Figure 15 Zonal Statistics Interface for summarizing the interpolated fecal coliform over each Waterbody feature.

The results of the zonal statistics will automatically pop-up once the procedure has completed. The table created will also be automatically joined with the water body table. To visualize the results, we are going to symbolize the Waterbody features according to their average fecal coliform.

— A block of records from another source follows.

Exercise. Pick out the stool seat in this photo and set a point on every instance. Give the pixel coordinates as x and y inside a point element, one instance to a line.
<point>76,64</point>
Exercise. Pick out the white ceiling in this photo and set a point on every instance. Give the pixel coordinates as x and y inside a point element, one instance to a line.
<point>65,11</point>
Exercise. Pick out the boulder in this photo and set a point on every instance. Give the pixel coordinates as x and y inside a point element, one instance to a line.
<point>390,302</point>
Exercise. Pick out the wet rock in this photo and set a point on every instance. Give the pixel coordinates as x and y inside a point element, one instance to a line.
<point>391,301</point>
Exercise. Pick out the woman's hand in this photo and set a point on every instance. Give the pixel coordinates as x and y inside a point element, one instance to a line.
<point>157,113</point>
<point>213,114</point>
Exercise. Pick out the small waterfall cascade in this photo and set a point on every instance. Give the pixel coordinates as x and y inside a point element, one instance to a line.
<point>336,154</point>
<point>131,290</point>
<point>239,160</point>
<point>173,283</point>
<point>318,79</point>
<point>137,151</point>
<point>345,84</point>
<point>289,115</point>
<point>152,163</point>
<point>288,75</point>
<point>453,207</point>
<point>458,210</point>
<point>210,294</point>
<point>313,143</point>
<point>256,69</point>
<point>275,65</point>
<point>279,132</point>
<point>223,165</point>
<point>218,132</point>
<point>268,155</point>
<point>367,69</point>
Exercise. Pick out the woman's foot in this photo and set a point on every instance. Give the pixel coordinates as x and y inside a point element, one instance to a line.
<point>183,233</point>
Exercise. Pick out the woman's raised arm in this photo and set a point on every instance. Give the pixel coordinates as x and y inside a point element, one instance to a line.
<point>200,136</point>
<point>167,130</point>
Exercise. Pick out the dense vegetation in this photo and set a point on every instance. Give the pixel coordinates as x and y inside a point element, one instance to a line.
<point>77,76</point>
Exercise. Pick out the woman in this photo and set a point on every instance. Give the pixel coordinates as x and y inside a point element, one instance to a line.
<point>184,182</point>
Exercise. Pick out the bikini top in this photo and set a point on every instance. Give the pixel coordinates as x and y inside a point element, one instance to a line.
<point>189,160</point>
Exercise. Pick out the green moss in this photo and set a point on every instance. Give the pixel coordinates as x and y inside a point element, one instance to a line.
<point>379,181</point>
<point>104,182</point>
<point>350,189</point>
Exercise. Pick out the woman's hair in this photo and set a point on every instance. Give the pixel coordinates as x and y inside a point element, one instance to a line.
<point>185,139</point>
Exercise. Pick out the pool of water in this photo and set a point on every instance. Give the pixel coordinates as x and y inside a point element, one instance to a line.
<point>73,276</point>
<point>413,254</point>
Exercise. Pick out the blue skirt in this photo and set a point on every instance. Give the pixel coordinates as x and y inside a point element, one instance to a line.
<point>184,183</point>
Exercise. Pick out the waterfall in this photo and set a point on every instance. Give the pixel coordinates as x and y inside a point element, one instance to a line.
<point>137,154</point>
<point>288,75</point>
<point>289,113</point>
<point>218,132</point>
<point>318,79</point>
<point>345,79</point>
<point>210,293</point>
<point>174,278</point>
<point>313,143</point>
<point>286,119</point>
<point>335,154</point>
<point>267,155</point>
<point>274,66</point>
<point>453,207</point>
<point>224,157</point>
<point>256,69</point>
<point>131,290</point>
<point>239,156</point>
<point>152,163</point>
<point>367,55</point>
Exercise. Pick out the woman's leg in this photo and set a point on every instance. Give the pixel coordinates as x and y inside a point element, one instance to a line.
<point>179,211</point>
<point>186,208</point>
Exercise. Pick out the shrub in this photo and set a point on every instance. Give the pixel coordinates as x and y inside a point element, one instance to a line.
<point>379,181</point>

Step 5: Right click on the Waterbody layer and choose properties. Select the Symbology tab and set the fields as shown in Figure 16.

Figure 16 Defining the symbology for the Waterbody layer to show average fecal coliform per Waterbody feature.

The results should look something like Figure 17. Are the estimates of average fecal coliform for each bay that we get through kriging necessarily better than what we would get by simply averaging the observations for each bay segment? One would think so because the point samples may be clustered around locations of high fecal coliform, since high bacteria is more important to health officials than low bacteria. Kriging, like other spatial interpolation methods, tries to take the locations of samples into account for estimating the average values over some region with clustered sampling stations.

Figure 17 Average fecal coliform for the waterbody features.

You’ve just estimated the concentration of fecal coliform for each bay segment of Galveston Bay, Texas using ordinary kriging. Congrats!